En raison de la notoriété de la maison, il est plus prudent, évidemment, de faire ses réservations à l'avance. Surtout pendant la haute saison des vacances de juillet et août. Ce sera alors le moment d'indiquer sa préférence pour une chambre à l'intérieur de l'auberge proprement dite ou dans le nouveau pavillon, à quelques pas de là. Dans ce dernier cas, pour un tarif dit « de luxe » on aura droit à un environnement plus moderne incluant balcon, baignoire à remous, foyer, salon, tout en bénéficiant d'une vue imprenable sur le fleuve.
Dans l'auberge même
Les premières ont bien sûr l'avantage d'être mieux intégrées à l'auberge en permettant d'y circuler, sans avoir à sortir, Même si plusieurs de ces chambres sont situées au premier étage, donc au-dessus des salles communes, elles sont remarquablement isolées et assurent une quiétude totale en dépit de leur proximité avec tout le va-et-vient dans les autres pièces de la maison. La décoration toute en teintes pastel et riche de ces petits détails qui lui confèrent un caractère intimiste incitant à la détente reflète le raffinement des propriétaires. Le mobilier y est très confortable et douillet, encore qu'on puisse regretter, dans certaines chambres, l'absence d'un fauteuil additionnel et de deux tables de chevet, plutôt que d'une seule, destinées à chacun des occupants. Il s'agit là d'une lacune certes agaçante, mais somme toute, mineure, qu'on oublie rapidement peu près d'être passé à table.
À table
C'est à ce moment-là qu'on comprend que l'Auberge des Falaises est considérée par les spécialistes comme un des hauts lieux de la gastronomie au Québec. La simple lecture du menu constitue, à elle seule, le plus efficace des apéritifs, et plus d'un gourmet éprouvera sans doute bien des frustrations devant l'obligation de faire un choix entre toutes les merveilles proposées.
Faute de pouvoir goûter à tout, on sera, en tout cas, certain de ne pas le regretter si, par chance, la carte suggère ce jour-là, la granité au cèdre, le filo de caille, l'omble chevalier rôtie sur peau à la tomate, le gâteau de lièvre aux pruneaux, le magret de canette à l'orange, l'assiette de gibier à la confiture de vin, la côte de veau de Charlevoix accompagnée de légumes-racines au lard, le carré d'agneau ou la noix de ris de veau et homard.

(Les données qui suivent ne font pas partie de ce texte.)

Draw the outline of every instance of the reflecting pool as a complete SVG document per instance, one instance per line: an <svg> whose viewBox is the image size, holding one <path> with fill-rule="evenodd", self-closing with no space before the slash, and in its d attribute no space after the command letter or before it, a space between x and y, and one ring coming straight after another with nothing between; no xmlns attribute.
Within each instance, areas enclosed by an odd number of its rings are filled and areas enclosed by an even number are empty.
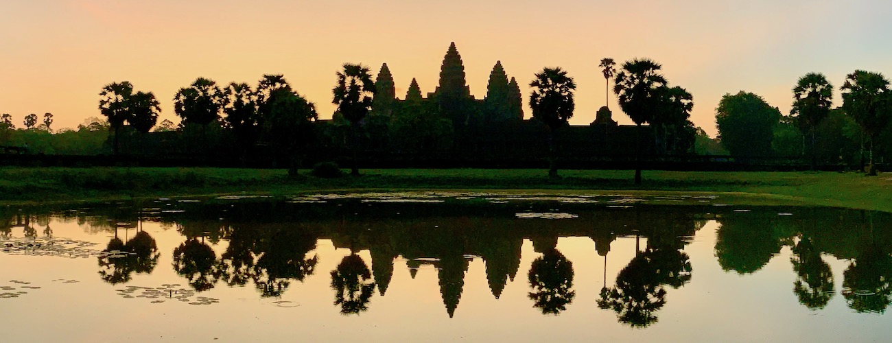
<svg viewBox="0 0 892 343"><path fill-rule="evenodd" d="M337 193L0 208L2 341L883 341L892 215Z"/></svg>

Sans oublier, évidemment, un choix de desserts qui sont une incitation directe à remettre à plus tard toute velléité de se mettre à la diète.
À vrai dire, un séjour à l'Auberge des Falaises ne suscite qu'un regret, celui de devoir l'achever. Heureusement, il offre du même souffle la solution à ce problème en donnant à tous ceux qui ont eu le bonheur de la découvrir le désir d'y revenir.